Filtering using aggregation functions

I would like to filter my table by MIN() function but still keep columns which cant be grouped.
I have table:
+----+----------+----------------------+
| ID | distance | geom |
+----+----------+----------------------+
| 1 | 2 | DSDGSAsd23423DSFF |
| 2 | 11.2 | SXSADVERG678BNDVS4 |
| 2 | 2 | XCZFETEFD567687SDF |
| 3 | 24 | SADASDSVG3423FD |
| 3 | 10 | SDFSDFSDF343DFDGF |
| 4 | 34 | SFDHGHJ546GHJHJHJ |
| 5 | 22 | SDFSGTHHGHGFHUKJYU45 |
| 6 | 78 | SDFDGDHKIKUI45 |
| 6 | 15 | DSGDHHJGHJKHGKHJKJ65 |
+----+----------+----------------------+
This is what I would like to achieve:
+----+----------+----------------------+
| ID | distance | geom |
+----+----------+----------------------+
| 1 | 2 | DSDGSAsd23423DSFF |
| 2 | 2 | XCZFETEFD567687SDF |
| 3 | 10 | SDFSDFSDF343DFDGF |
| 4 | 34 | SFDHGHJ546GHJHJHJ |
| 5 | 22 | SDFSGTHHGHGFHUKJYU45 |
| 6 | 15 | DSGDHHJGHJKHGKHJKJ65 |
+----+----------+----------------------+
it is possible when I use MIN() on distance column and grouping by ID but then I loose my geom which is essential.
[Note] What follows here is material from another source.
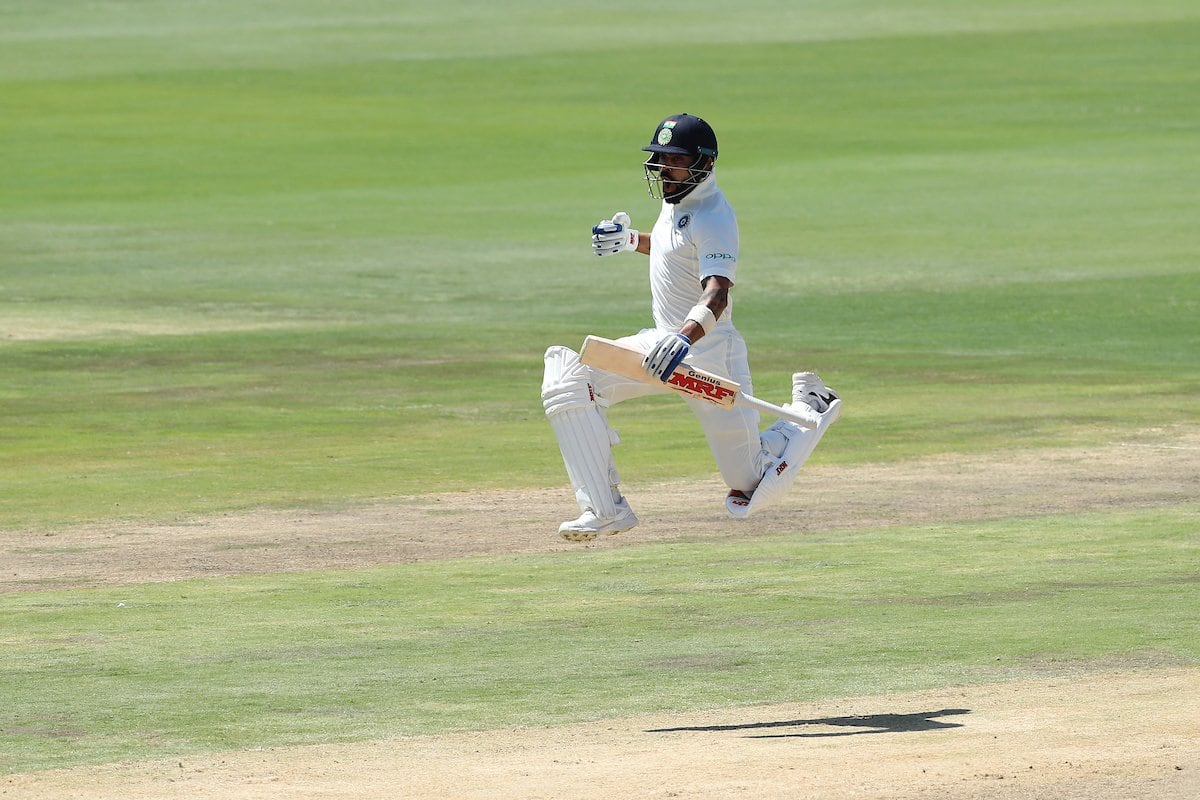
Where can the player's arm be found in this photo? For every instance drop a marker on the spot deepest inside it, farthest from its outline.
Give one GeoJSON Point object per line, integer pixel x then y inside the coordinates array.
{"type": "Point", "coordinates": [712, 305]}
{"type": "Point", "coordinates": [672, 349]}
The query looks like this:
SELECT "ID", MIN(distance) AS distance FROM somefile GROUP BY "ID"
the result is:
+----+----------+
| ID | distance |
+----+----------+
| 1 | 2 |
| 2 | 2 |
| 3 | 10 |
| 4 | 34 |
| 5 | 22 |
| 6 | 15 |
+----+----------+
but this is not what I want.
Any suggestions?
One common approach to this is to find the minimum values in a derived table that you join with:
SELECT somefile."ID", somefile.distance, somefile.geom
FROM somefile
JOIN (
SELECT "ID", MIN(distance) AS distance FROM somefile GROUP BY "ID"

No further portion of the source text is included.